White flight
Le white flight (en français, la « fuite des blancs ») est la migration des personnes d'origine européenne hors des zones urbaines à fort taux d'immigrés. Le terme est né aux États-Unis, où le phénomène, qui a commencé dans les années 1960, a été précisément décrit, mais il est également visible dans la plupart des pays d'immigration.
Histoire du concept
Durant les années 1970, un certain nombre de démographes et sociologues mettent en évidence le départ des populations blanches des centres-villes pour s’installer dans les banlieues ou même au-delà des aires métropolitaines[1]. Dans le même temps, et en s’appuyant sur ce constat, Thomas Schelling introduit une nouvelle conception de la ségrégation comme conséquence d’un ensemble de « comportements individuels discriminatoires[2],[3] ». Il explique que l’arrivée d’immigrés dans le centre des villes a favorisé la migration des populations intégrées à l’extérieur des villes. L’une des explications avancées parmi les chercheurs est celle d’une fuite des blancs (white flight), parfois appelé évitement ethnique (cultural avoidance)[4]. Cette théorie, dont les expressions empiriques ont confirmé sa validité[5] suppose l’existence d’un « seuil de tolérance raciale » dans la population majoritaire[3]. Lorsque ce seuil est franchi, ces derniers quittent leur quartier pour s’installer dans un endroit où la proportion de personnes racialisées est plus faible. De même, lorsqu’il s’agit de choisir un lieu de résidence, les Blancs applique implicitement à leurs choix un niveau de tolérance racial qui favorise mécaniquement la concentration des populations. À ce titre, plus de 70% des Blancs déménageraient si un grand nombre de Noirs venaient à s’installer dans leur quartier[6]. Par l’agrégation de ces décisions individuelles, le white flight contribue donc à alimenter la ségrégation.
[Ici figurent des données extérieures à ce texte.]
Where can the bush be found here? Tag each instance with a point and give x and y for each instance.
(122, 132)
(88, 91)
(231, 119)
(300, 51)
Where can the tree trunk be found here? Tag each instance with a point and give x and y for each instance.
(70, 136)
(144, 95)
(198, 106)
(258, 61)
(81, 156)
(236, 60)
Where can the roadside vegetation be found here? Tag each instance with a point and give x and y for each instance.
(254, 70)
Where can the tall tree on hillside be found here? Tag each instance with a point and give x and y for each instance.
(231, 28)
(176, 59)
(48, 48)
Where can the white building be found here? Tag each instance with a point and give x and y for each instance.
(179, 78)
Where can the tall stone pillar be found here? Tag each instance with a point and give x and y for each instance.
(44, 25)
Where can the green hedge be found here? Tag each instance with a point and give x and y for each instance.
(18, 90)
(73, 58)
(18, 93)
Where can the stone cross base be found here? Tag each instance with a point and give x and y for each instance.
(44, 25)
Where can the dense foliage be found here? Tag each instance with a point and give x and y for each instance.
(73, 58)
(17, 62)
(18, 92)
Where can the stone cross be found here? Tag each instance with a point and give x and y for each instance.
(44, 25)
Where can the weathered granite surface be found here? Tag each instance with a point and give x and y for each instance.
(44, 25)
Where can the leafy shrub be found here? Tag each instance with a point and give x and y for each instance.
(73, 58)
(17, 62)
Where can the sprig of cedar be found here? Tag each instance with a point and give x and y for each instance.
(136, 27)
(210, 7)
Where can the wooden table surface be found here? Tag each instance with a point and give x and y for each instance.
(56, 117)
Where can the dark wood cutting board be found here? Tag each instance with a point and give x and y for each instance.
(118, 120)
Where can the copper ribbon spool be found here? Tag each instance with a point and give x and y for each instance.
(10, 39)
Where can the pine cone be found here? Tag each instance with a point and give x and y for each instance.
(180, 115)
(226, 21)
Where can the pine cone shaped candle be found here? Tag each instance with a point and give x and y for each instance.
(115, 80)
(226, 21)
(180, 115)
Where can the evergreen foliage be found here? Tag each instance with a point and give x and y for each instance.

Le white flight s'explique également par la volonté des populations blanches de fuir les quartiers pauvres avec un fort taux de criminalité[7].
Aux États-Unis
Le phénomène a commencé aux États-Unis dans un contexte suivant l'abolition de la ségrégation raciale lorsque bien des Noirs ont quitté les États du Sud pour s'installer dans des grandes agglomérations comme New York, Chicago et Los Angeles. Cela a entraîné un exode des populations blanches américaines, des quartiers populaires des grands agglomérations, vers des zones plus reculées où la composition ethnique était la plus blanche possible.
En France
En France, les quartiers à forte concentration allogène étant traditionnellement situés hors des centres historiques ou dans des zonages urbains bien définis, le phénomène semble avoir épargné le centre des grandes agglomérations.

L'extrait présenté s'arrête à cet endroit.